What is also becoming clear is that the law-enforcement that was meant to be the main institution of maintaining order and keeping a civil society civil is becoming unable to do so. They are under attack, often physically, from the peaceful rioters and leftist politicians who, more often than not, side with the peaceful rioters rather than the law-abiding citizens who pay the taxes, own the businesses and are just trying to go about their lives. They often leave their own officers out to dry as well. Those that support the police may well be abandoned by the very police they are trying to help. Recently Michelle Malkin and others at a Back The Blue rally were attacked by the peaceful rioters from antifa and black lives matter in Denver. And I mean physically attacked. The police were present, and they immediately did…..nothing. They were under a stand down order from Police Chief Pazen. Just like in 2016 when conservatives were often attacked physically during rallies and prayer meetings and the leftist police chiefs told officers to stand down and let it happen. And being “Good Germans” they allowed law-abiding citizens to be attacked and beaten by mobs.

Former NYC Police Chief Raymond Kelly (his son Greg has a TV show on Newsmax) has issued a warning to Jewish communities.

Kelly also spoke about the current New York policy requiring officers to stand down as a de-escalation measure, a policy with which he disagrees. He noted that the anti-crime units which the city once had were effective in reducing crime. Now, he says, more people are willing to challenge the police, which puts the most vulnerable faith group, the Jewish community, at high risk.

But as Yuri talked about in his video the left does eat their own useful idiots. And some of these people are seeing that happen. The McCloskey case in St. Louis is an example, the peaceful rioters who broke into their neighborhood and threatened them and their dog were attempting to find Demoncratic Mayor Lyda Krewson’s home so they could threaten her into resigning.

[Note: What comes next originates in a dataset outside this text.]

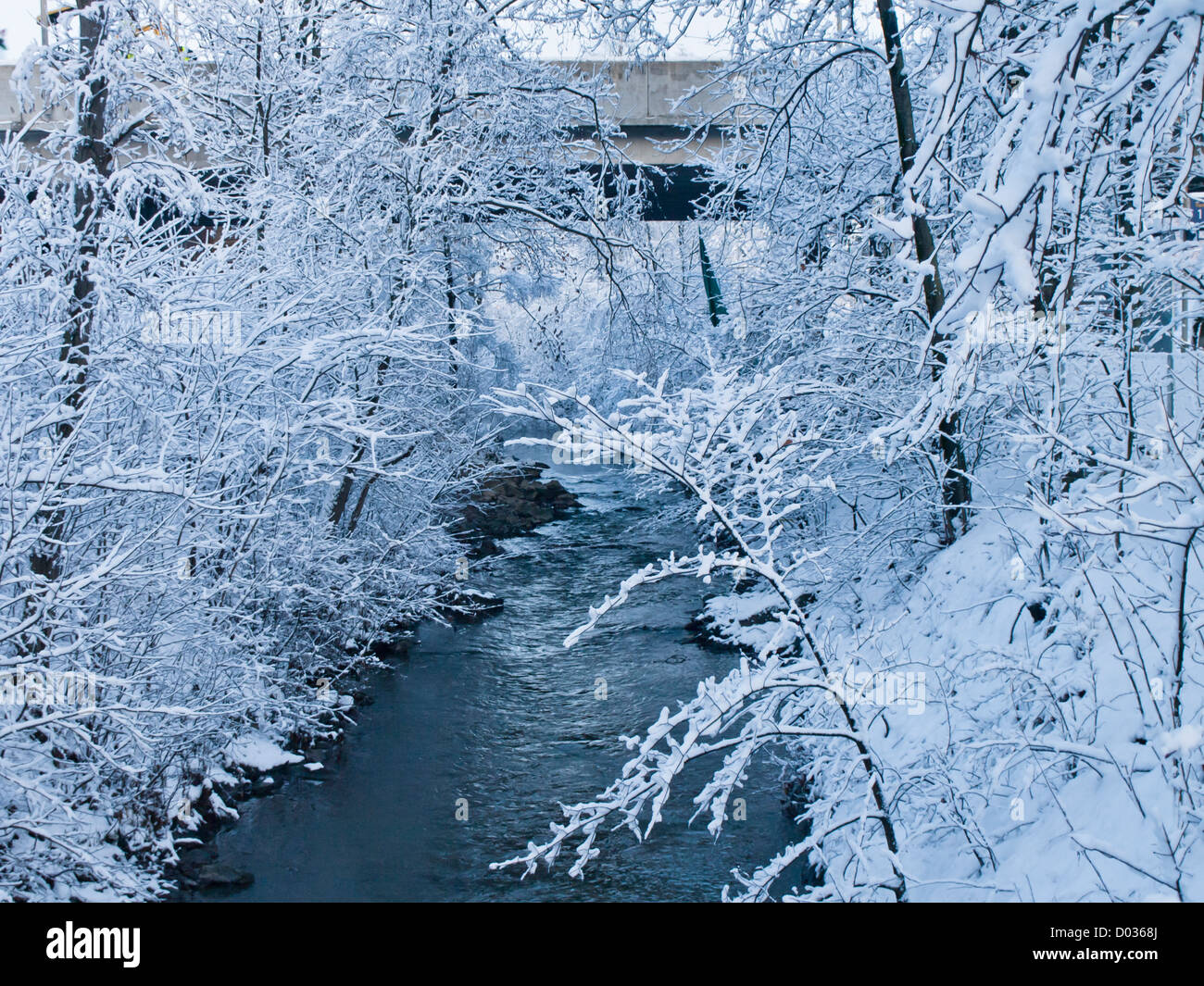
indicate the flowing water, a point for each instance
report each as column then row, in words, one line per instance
column 498, row 721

Seattle Police Chief Carmen Best has been in the unenviable position of being Seattle’s Police Chief. And they have a liberal mayor and city council who have decided social justice is more important to them than law abiding tax payers. Chief Best sent this letter to residents.

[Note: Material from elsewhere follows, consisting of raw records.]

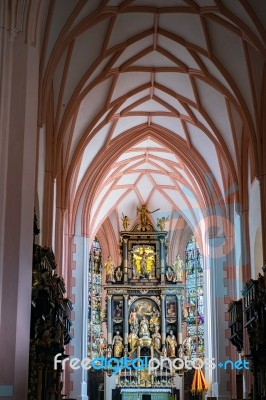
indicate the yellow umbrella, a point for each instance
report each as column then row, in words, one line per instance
column 199, row 384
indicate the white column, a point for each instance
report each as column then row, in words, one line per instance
column 215, row 326
column 80, row 323
column 109, row 385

Please also know that the City Council Ordinance 119805 Crowd Control Tool goes into effect this weekend on Sunday, July 26, 2020. This ordinance bans Seattle Police officers the use of less lethal tools, including pepper spray that is commonly used to disperse crowds that have turned violent. Simply put, the legislation gives officers NO ability to safely intercede to preserve property in the midst of a large, violent crowd.

It is important to bring to your attention that yesterday, I sent the City Council a letter ensuring them that as the Chief of Police, I have done my due diligence of informing them numerous times of the foreseeable impact of this ordinance on upcoming events. The letter is attached for your reference.

For these reasons, Seattle Police will have an adjusted deployment in response to any demonstrations this weekend – as I will never ask our officers to risk their personal safety to protect property without the tools to do so in a safe way.

It is becoming quite clear that there is a developing void and law-abiding citizens are being left out to dry.

And so citizens have been stepping into that void. It was armed citizens, her neighbors, that stopped antifa and blm from showing up at Chief Best’s house. This seems to be their newest tactic. Show up at politician and now officer’s homes.

I thought the plaintive “ We are looking for a friend” was a bit over the top. Sure, a group of thugs goes hunting for the Police Chief’s house. I’m sure they are all besties.

Black Lives Matter Protests being met by armed residents in some small cities

In Klamath Falls, Oregon, victory declared over antifa, which never showed up

The birth of a militia: how an armed group polices Black Lives Matter protests

Hundreds of Armed Citizens Patrol City In Idaho as News of Possible Antifa Presence Spreads

More Domestic Terrorism – Armed Black Lives Matter Terrorists Shoot SUV Driver in Provo Utah…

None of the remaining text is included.